The Government has been urged to fully implement the Equality Act 2010 and force big businesses to measure and publish pay gaps, in a report by equality groups and unions.
The report, from the Fawcett Society, the TUC, Unison and the Equality and Human Rights Commission, marks today (2 November) as “Equal Pay Day”. This draws attention to women “working for free” after this date, due to the 16.4% gap between men’s and women’s pay.
Suggestions to combat the pay gap made in the report include extending the right to request flexible working to all workers and introducing job-shares at senior levels.
It also states that a new equal pay framework should be introduced to make clear the obligations on public and private sector employers in tackling the pay gap.

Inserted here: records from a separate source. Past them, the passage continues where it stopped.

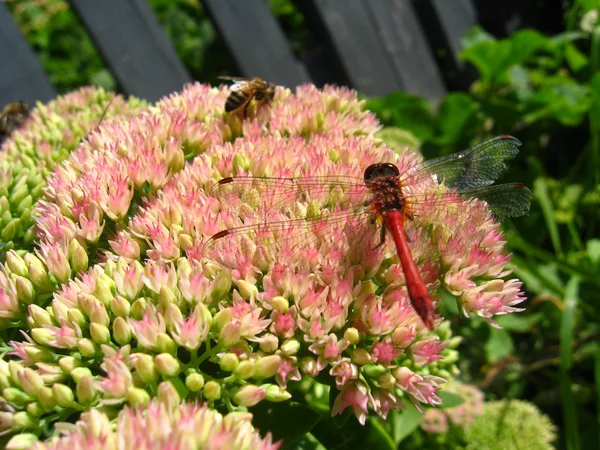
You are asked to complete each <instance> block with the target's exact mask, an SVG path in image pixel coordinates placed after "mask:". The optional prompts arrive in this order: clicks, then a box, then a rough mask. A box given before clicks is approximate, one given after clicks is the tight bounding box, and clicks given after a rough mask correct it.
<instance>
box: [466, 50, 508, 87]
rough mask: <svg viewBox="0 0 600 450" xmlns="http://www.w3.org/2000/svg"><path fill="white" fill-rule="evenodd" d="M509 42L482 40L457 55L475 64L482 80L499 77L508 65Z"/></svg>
mask: <svg viewBox="0 0 600 450" xmlns="http://www.w3.org/2000/svg"><path fill="white" fill-rule="evenodd" d="M511 52H512V49H511V43H510V42H508V41H507V40H503V41H483V42H480V43H478V44H475V45H473V46H471V47H468V48H466V49H464V50H463V51H462V52H460V53H459V55H458V56H459V57H460V58H461V59H463V60H465V61H467V62H470V63H471V64H473V65H474V66H475V68H476V69H477V71H478V72H479V75H480V77H481V79H482V80H484V81H491V80H498V79H501V78H502V76H503V74H504V73H505V71H506V70H507V69H508V67H510V65H511V61H510V56H511Z"/></svg>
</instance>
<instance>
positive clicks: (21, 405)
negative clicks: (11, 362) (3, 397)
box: [2, 387, 33, 406]
mask: <svg viewBox="0 0 600 450" xmlns="http://www.w3.org/2000/svg"><path fill="white" fill-rule="evenodd" d="M2 396H3V397H4V398H5V399H6V401H8V402H10V403H14V404H15V405H18V406H25V405H27V404H28V403H31V402H32V401H33V399H32V398H31V397H30V396H29V395H27V394H26V393H25V392H23V391H22V390H20V389H18V388H13V387H10V388H6V389H3V390H2Z"/></svg>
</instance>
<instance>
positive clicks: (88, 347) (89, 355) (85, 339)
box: [77, 330, 108, 358]
mask: <svg viewBox="0 0 600 450" xmlns="http://www.w3.org/2000/svg"><path fill="white" fill-rule="evenodd" d="M107 331H108V330H107ZM77 350H79V353H81V354H82V355H83V356H85V357H87V358H91V357H92V356H94V355H95V354H96V352H97V351H98V347H97V346H96V344H94V342H92V341H91V340H90V339H88V338H83V339H79V341H77Z"/></svg>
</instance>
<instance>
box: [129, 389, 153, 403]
mask: <svg viewBox="0 0 600 450" xmlns="http://www.w3.org/2000/svg"><path fill="white" fill-rule="evenodd" d="M127 401H128V402H129V404H130V405H131V406H142V405H147V404H148V403H149V402H150V394H148V392H146V391H145V390H143V389H140V388H134V387H131V388H129V389H128V390H127Z"/></svg>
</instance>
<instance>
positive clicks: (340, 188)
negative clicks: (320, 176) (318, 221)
mask: <svg viewBox="0 0 600 450" xmlns="http://www.w3.org/2000/svg"><path fill="white" fill-rule="evenodd" d="M211 194H212V195H213V196H215V197H216V198H218V199H219V200H221V201H222V202H227V204H228V205H234V204H235V203H236V202H240V201H241V202H244V203H247V204H248V205H250V206H251V207H253V208H255V210H257V211H262V210H263V209H265V208H267V209H269V210H273V209H275V210H277V209H283V208H285V207H291V206H294V205H295V204H296V202H309V201H310V202H316V203H317V204H319V205H321V206H333V205H335V204H343V205H347V206H348V207H352V206H355V207H361V206H364V204H365V203H366V202H367V201H368V199H369V198H370V195H371V194H370V193H369V190H368V188H367V187H366V186H365V185H364V182H363V181H362V179H360V178H356V177H350V176H337V175H335V176H326V177H303V178H268V177H229V178H224V179H222V180H221V181H219V182H218V183H216V184H215V185H214V186H213V187H212V189H211Z"/></svg>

David Prentis, general secretary of Unison, said: “Public sector cuts are set to deal the biggest blow to women, who make more use of, and find more jobs in, the public sector. The Government should be taking steps to give women their full protection, starting with overhauling the law.”
He added that the time it takes for women to challenge unequal pay is a major hurdle and that unions should be allowed to take group action to help more women challenge their pay.
Jane Butcher, assistant director of the UKRC, a government body that promotes equality in science, engineering and technology (SET), commented that in SET sectors the pay gap is lower than average and higher-level professionals enjoy broadly similar pay. However, she said that there is still more to be done.
“It remains the case that women are significant in their absence from these sectors, they form only 12.3% of the skilled workforce in SET and just 1% of the SET skilled trade workforce,” she added.